2.2 Het fonds voor gemene rekening

De leden van de D66-fractie vragen aan de regering hoeveel breder de begrippen beleggingsfonds en fonds voor collectieve belegging in effecten in de Wet op het financieel toezicht (Wft) zijn ten opzichte van het huidige toestemmingsvereiste. Hierop doorgaand vragen deze leden wat dit verschil concreet tot gevolg heeft, oftewel in hoeveel gevallen zal de zelfstandige belastingplicht vervallen ten opzichte van de huidige situatie.

De regering stelt dat de wijziging van de toestemmingsvereiste zal leiden tot minder internationale kwalificatieverschillen.

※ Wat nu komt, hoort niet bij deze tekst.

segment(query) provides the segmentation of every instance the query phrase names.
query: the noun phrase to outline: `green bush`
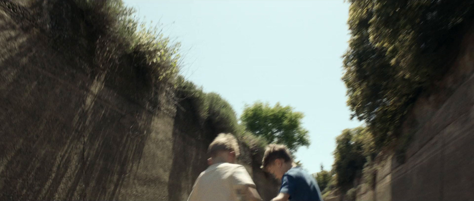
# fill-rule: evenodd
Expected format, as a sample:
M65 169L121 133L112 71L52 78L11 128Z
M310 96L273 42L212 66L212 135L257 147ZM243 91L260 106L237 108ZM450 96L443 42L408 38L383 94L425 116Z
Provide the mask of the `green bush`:
M380 149L396 139L418 96L446 71L474 1L348 1L351 37L342 78L347 105Z
M188 100L201 123L209 122L218 132L233 133L252 150L262 150L266 146L264 139L246 131L245 126L238 123L232 106L219 94L204 93L202 87L197 87L182 76L176 80L174 90L178 103Z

De leden van de D66-fractie vragen aan de regering hoeveel gevallen in de huidige situatie internationale kwalificatieverschillen hebben, om hier een beter beeld van te krijgen.

Daarnaast vragen de leden van de D66-fractie aan de regering of de fgr als anonimiseringsstructuur nog wenselijk is in de huidige situatie en wat naast de anonimisering in de meeste gevallen het grootste voordeel is van de fgr ten opzichte van een bv of nv, zowel voor de belastingplichtige als voor de Belastingdienst.

2.3 Het vbi-regime

De leden van de D66-fractie vragen aan de regering hoeveel breder de begrippen beleggingsfonds en fonds voor collectieve belegging in effecten in de Wft zijn ten opzichte van de huidige situatie en waar dit verschil concreet voor zal zorgen.

De regering stelt dat het door deze aanpassing niet meer mogelijk zal zijn voor privévermogens om gebruik te maken van het vbi-regime. De leden van de D66-fractie vragen of de regering geen mogelijkheden zien dat er bij een privévermogen toch gebruik gemaakt kan worden van het vbi-regime.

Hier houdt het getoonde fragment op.